Modern processor architectures that contain floating-point hardware typically offer square root calculation as a primitive operation (instruction), which sets an error flag in the floating-point environment if the operand of the square root instruction was out of range (negative). On the other hand, old instruction set architectures may not have had floating point instructions, or not have had hardware accelerated square root instructions, so the C language permits an implementation to set errno
on an out of range argument instead, but errno
being a thread-local memory location practically prevents any sane architecture from setting errno
directly from the square root instruction. To get decent performance, gcc inlines the square root calculation by calling the hardware instruction (sqrtsd
), but to set errno
, it seperately checks the sign of the argument, and calls to the library function only in case the argument was negative, so the library function can set errno
. Yes, this is crazy, but that in turn is par for the course.
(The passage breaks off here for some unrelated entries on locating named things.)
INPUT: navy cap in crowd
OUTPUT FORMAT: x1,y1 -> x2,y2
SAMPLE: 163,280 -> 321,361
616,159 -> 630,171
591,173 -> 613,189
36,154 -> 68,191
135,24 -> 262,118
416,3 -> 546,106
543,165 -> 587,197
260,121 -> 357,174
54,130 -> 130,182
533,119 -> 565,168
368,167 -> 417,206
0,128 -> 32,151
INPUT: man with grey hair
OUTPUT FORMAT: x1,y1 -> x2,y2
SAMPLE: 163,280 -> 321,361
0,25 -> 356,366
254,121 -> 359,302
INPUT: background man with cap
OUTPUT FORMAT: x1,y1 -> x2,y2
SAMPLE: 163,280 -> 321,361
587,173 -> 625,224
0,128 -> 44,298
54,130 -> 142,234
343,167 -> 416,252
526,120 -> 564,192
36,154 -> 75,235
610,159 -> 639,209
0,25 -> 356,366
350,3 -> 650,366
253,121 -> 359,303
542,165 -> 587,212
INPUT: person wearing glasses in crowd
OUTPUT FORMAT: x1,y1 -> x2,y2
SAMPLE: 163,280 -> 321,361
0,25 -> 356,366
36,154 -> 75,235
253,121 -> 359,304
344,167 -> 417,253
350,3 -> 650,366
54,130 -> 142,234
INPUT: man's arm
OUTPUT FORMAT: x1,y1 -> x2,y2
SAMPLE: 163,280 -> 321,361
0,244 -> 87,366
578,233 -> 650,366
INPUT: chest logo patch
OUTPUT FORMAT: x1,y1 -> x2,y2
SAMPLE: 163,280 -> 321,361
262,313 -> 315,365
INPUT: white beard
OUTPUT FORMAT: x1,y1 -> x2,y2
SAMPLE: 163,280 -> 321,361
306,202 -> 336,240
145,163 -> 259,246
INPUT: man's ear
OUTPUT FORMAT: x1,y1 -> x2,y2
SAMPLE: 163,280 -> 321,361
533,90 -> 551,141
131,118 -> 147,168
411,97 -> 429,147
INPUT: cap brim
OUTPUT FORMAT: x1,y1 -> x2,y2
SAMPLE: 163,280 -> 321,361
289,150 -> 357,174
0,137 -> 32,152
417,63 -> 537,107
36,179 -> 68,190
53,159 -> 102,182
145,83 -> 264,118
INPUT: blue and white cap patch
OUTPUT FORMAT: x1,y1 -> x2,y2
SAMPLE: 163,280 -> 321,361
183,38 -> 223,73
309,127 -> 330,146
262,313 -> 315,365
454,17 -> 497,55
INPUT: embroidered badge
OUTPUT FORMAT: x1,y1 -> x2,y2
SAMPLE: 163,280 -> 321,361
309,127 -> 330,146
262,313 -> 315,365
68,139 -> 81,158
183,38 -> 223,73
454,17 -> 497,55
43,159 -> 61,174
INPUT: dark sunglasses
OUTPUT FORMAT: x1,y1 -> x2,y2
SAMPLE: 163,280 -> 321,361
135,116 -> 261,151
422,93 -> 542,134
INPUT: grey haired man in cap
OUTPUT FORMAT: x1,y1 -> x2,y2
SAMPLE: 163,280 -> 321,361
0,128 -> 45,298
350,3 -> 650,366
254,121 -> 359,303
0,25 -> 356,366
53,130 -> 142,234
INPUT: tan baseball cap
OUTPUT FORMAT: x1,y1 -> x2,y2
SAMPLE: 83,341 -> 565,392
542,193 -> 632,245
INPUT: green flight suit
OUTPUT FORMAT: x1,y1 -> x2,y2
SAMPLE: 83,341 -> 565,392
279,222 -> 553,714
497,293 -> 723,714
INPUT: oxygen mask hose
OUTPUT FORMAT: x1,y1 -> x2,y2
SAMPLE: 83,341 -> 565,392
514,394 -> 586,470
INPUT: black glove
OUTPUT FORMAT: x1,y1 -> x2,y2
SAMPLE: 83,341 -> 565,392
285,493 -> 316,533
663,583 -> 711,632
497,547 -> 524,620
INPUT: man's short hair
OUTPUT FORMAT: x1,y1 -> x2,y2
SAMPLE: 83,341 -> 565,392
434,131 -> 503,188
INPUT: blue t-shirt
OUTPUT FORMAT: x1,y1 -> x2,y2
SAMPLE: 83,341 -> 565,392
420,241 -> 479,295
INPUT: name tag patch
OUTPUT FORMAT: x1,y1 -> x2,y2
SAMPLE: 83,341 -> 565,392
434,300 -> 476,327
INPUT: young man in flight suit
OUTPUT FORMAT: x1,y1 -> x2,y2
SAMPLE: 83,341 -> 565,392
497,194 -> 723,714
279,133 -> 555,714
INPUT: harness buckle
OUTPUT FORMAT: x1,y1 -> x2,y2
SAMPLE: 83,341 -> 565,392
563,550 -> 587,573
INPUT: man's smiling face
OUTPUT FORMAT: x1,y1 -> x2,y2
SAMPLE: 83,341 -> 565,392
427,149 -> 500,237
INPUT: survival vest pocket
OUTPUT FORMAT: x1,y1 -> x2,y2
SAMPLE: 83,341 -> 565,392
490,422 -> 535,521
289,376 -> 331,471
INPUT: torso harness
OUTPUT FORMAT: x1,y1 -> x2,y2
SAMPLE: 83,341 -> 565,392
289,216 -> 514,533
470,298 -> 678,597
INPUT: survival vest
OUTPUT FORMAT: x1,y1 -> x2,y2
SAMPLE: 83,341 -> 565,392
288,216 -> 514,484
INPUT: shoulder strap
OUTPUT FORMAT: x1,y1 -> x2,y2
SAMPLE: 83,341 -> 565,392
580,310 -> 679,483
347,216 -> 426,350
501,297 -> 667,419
You can avoid this braindamage that nobody ever needs or wants by setting -fno-math-errno
in the compiler flags.
Reasonably recent x86-64 processors have more instructions than were present in the original x86-64 as first developed by AMD (which included only SSE2 vector/floating-point instructions). Among the added instructions are float/integer conversion instructions that allow controlled rounding/truncation, so this doesn’t have to be implemented in software. You can get gcc to use these new instructions by specifying a target that supports these instructions, for example by using the -msse4
compiler flag. Note that this will cause the generated program to fault if it is run on a target that doesn’t support these instructions, so the generated program will be less portable (though it doesn’t reduce portability of the source code obviously).